What informs our parenting as they get older, that tells boys they do not have these same qualities as girls, that they feel things differently and have to express how they feel differently?
Boys get this message reflected to them explicitly and implicitly through messages via media, society, family and then friends at school. Everywhere they look and all they tend to hear is that boys need to be tougher than girls, and boys certainly don’t cry.
Are we influenced by society and its ideals so much so that we prepare our children to fit into a world that sets them up to be bullied?
Children are conditioned to ‘fit in’ and they know they get picked on when they are different, whether it be the colour of their hair, skin or some other physical difference. In the end, anything can be used as a trigger to make another feel small and bad about themselves. Often, these differences are not something you can do anything about. Being sensitive and certainly too sensitive is often touted as a reason for not having the resilience to deal with humour that is targeted and offensive and easily brush it off, or come back with a witty repartee.

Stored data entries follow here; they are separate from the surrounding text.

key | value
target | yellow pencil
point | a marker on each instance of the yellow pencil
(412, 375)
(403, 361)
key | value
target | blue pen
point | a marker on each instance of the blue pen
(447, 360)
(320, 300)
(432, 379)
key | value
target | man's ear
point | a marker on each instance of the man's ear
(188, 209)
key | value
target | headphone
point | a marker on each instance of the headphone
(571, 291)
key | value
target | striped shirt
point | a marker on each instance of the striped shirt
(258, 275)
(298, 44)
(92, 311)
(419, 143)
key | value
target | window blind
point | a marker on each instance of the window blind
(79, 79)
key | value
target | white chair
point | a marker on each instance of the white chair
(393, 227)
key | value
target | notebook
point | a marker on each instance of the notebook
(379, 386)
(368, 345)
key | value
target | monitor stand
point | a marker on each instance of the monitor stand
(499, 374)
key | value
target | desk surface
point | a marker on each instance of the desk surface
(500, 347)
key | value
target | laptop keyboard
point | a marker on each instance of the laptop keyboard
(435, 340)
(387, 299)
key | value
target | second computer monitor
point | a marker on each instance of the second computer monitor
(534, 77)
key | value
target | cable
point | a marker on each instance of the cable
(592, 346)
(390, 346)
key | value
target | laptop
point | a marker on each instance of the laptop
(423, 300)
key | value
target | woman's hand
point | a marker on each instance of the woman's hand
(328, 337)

So a tough outer shell is built. The ‘big and tough’ exterior often bellies the sensitivity which is innate within us all but reserved for relationships we feel ‘safe’ in or buried so deep that there is a bullying of anyone who dares reflect any level of sensitivity with name-calling and accusations of being ‘gay’
This is gender profiling and creates a sense of ‘boys need to toughen up’ and where ‘girls can be the sensitive ones’.
Most of us have been raised with this attitude and have accepted and lived with these beliefs for so long, as have our parents and their parents too, and so it is a fairly engrained picture we are seeing and accepting daily. Nonetheless, it is a lie and the lie is not true.
Just because a way of life is repeated a billion times, it doesn’t make it okay.
Too many generations have promoted the ‘tough’ myth, yet in fact boys and men, by their very nature are as tender, sensitive, fragile, vulnerable and caring as any girl and woman.
To value and treat boys and men as the sensitive beings they are, is a start in disassembling the myth that is causing so much harm to a man’s mental and physical health.